The City of London is bracing for a reckoning. Yesterday’s sharp sell-off in US tech stocks has reignited fears that the artificial intelligence rally is little more than a speculative mania dressed up in algorithms. The FTSE 100 shed 1.2% in early trading, dragged down by a 4% plunge in chipmaker shares and a 3% drop in cloud computing giants. British regulators are now facing calls to intervene before the froth spills onto our shores.
Let’s call a spade a spade. The AI bubble is the most overhyped asset class since the South Sea Company. We have seen this playbook before. In the late 1990s, dot-com darlings promised to revolutionise commerce. They did, eventually. But not before wiping out billions in retail savings. Today, every second start-up claims to be “AI-powered”, yet few can demonstrate a path to profit. The yield on the 10-year gilt has risen 15 basis points this week as investors flee growth stocks for safety. That is not the behaviour of a rational market.
Hedge funds are already shorting AI-heavy indices. Capital flight is accelerating. The Prudential Regulation Authority and the Financial Conduct Authority must act with urgency. They should demand that listed companies disclose their actual AI use, not just buzzwords. Margin requirements on leveraged AI ETFs should be raised. If the Bank of England waits for the bubble to burst, it will be too late to mop up the mess.
Critics will cry “interventionism”. But this is not about picking winners; it is about maintaining market sanity. The real economy cannot afford another tech wreck. British pension funds are still nursing wounds from the 2022 gilt crisis. We cannot let a speculative mania in California dictate the retirement savings of British workers.

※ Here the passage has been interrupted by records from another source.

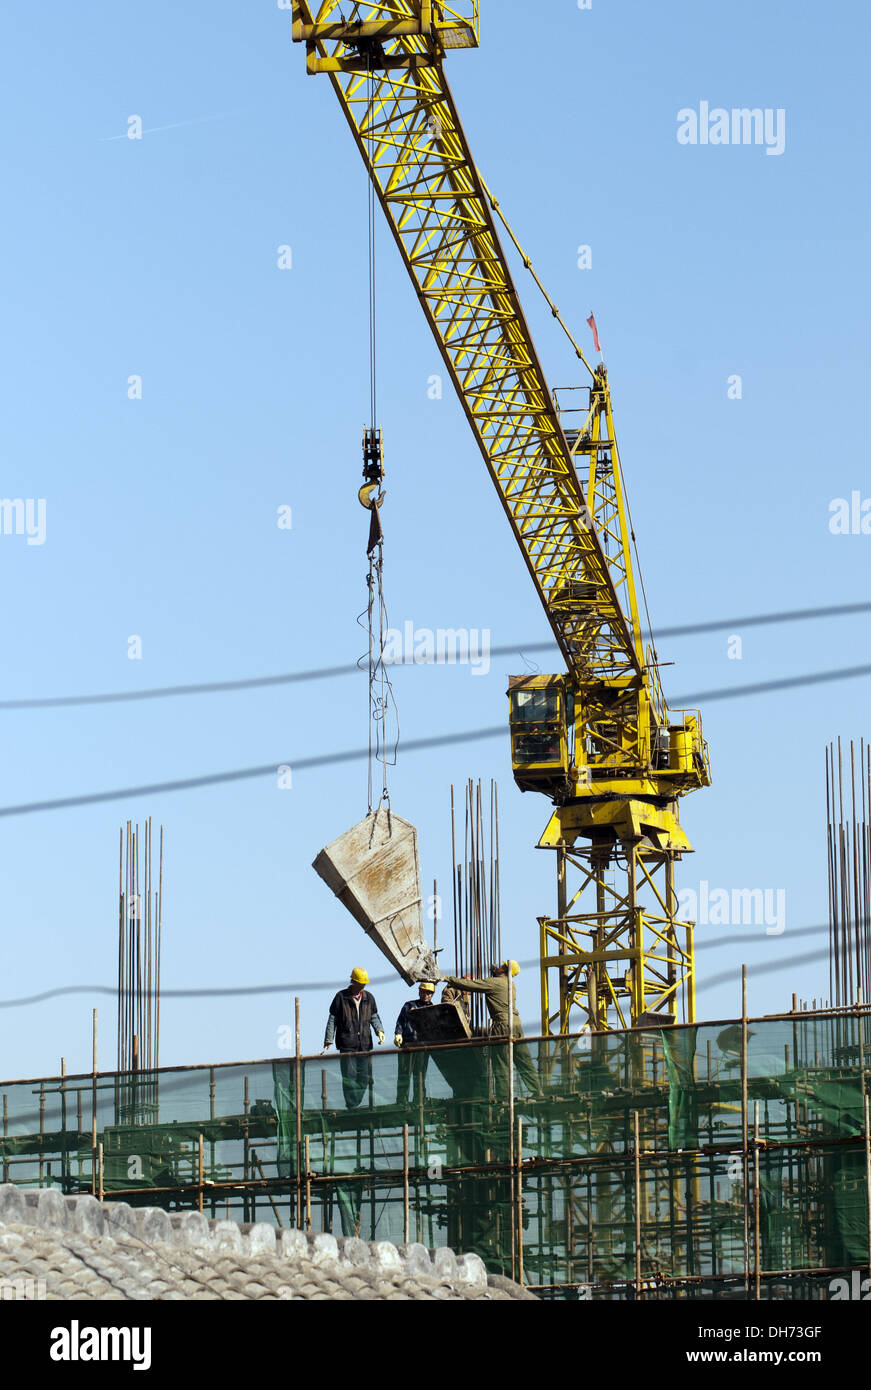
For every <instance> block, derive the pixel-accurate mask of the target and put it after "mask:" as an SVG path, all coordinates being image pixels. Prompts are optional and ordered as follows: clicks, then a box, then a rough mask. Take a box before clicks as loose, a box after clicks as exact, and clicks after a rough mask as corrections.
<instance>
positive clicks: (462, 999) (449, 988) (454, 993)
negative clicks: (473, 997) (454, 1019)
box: [442, 984, 471, 1023]
mask: <svg viewBox="0 0 871 1390" xmlns="http://www.w3.org/2000/svg"><path fill="white" fill-rule="evenodd" d="M442 1004H457V1005H458V1006H460V1009H461V1011H463V1013H464V1015H465V1022H467V1023H471V1017H470V1012H468V994H463V992H461V991H460V990H454V987H453V986H451V984H446V986H445V988H443V990H442Z"/></svg>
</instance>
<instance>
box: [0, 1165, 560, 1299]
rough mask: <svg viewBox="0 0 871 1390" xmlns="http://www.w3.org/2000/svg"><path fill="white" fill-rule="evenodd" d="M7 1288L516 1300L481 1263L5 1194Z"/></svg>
mask: <svg viewBox="0 0 871 1390" xmlns="http://www.w3.org/2000/svg"><path fill="white" fill-rule="evenodd" d="M0 1290H1V1291H3V1297H6V1298H10V1297H15V1293H18V1295H19V1297H31V1298H50V1300H65V1298H88V1300H94V1298H110V1300H125V1298H133V1300H153V1298H171V1300H188V1298H194V1300H199V1298H235V1300H239V1298H272V1300H306V1298H315V1300H333V1298H340V1300H347V1298H365V1300H379V1298H396V1300H408V1298H413V1300H422V1298H440V1300H468V1298H474V1300H482V1301H486V1300H500V1301H501V1300H513V1298H532V1300H533V1301H536V1300H535V1298H533V1295H532V1294H531V1293H528V1291H526V1290H524V1289H521V1287H520V1286H518V1284H514V1283H511V1280H510V1279H501V1277H497V1276H493V1275H488V1273H486V1270H485V1268H483V1264H482V1262H481V1259H479V1258H478V1257H476V1255H454V1254H451V1251H449V1250H436V1251H428V1250H426V1248H425V1247H424V1245H392V1244H389V1243H388V1241H375V1243H372V1244H368V1243H367V1241H363V1240H350V1238H349V1240H340V1238H336V1237H333V1236H325V1234H318V1236H313V1234H306V1233H303V1232H299V1230H278V1229H276V1227H275V1226H268V1225H265V1223H261V1222H257V1223H256V1225H249V1226H240V1225H238V1223H236V1222H229V1220H207V1218H206V1216H201V1215H200V1213H199V1212H185V1213H183V1215H168V1213H167V1212H164V1211H160V1209H158V1208H154V1207H139V1208H132V1207H128V1205H126V1202H99V1201H96V1198H93V1197H64V1195H61V1193H58V1191H57V1190H54V1188H40V1190H24V1188H19V1187H13V1186H0Z"/></svg>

Of course, the optimists will point to genuine productivity gains from AI. And they are not wrong. Some firms will thrive. But the current valuations discount a future where every company is a winner. That is arithmetic fantasy. The price-to-earnings ratios in the S&P 500’s AI cohort are beyond the pale. When the music stops, and it will, the capital flight will leave a trail of wreckage.
The Treasury should also review tax incentives for AI investments. Subsidising speculation is not fiscal responsibility. We need a correction, not a crash. The only question is whether regulators will act pre-emptively or wait for the fire to spread. History suggests the latter. But this time, the consequences could be more severe. The interconnectedness of global markets means a US tech rout would hit London hard. The pound is already weakening against the dollar.
In summary, the AI bubble is a ticking time bomb. British regulators must step in now. The longer they wait, the higher the cost. This is not about stifling innovation; it is about protecting the integrity of our markets. The bottom line is clear: speculation without substance is a recipe for disaster.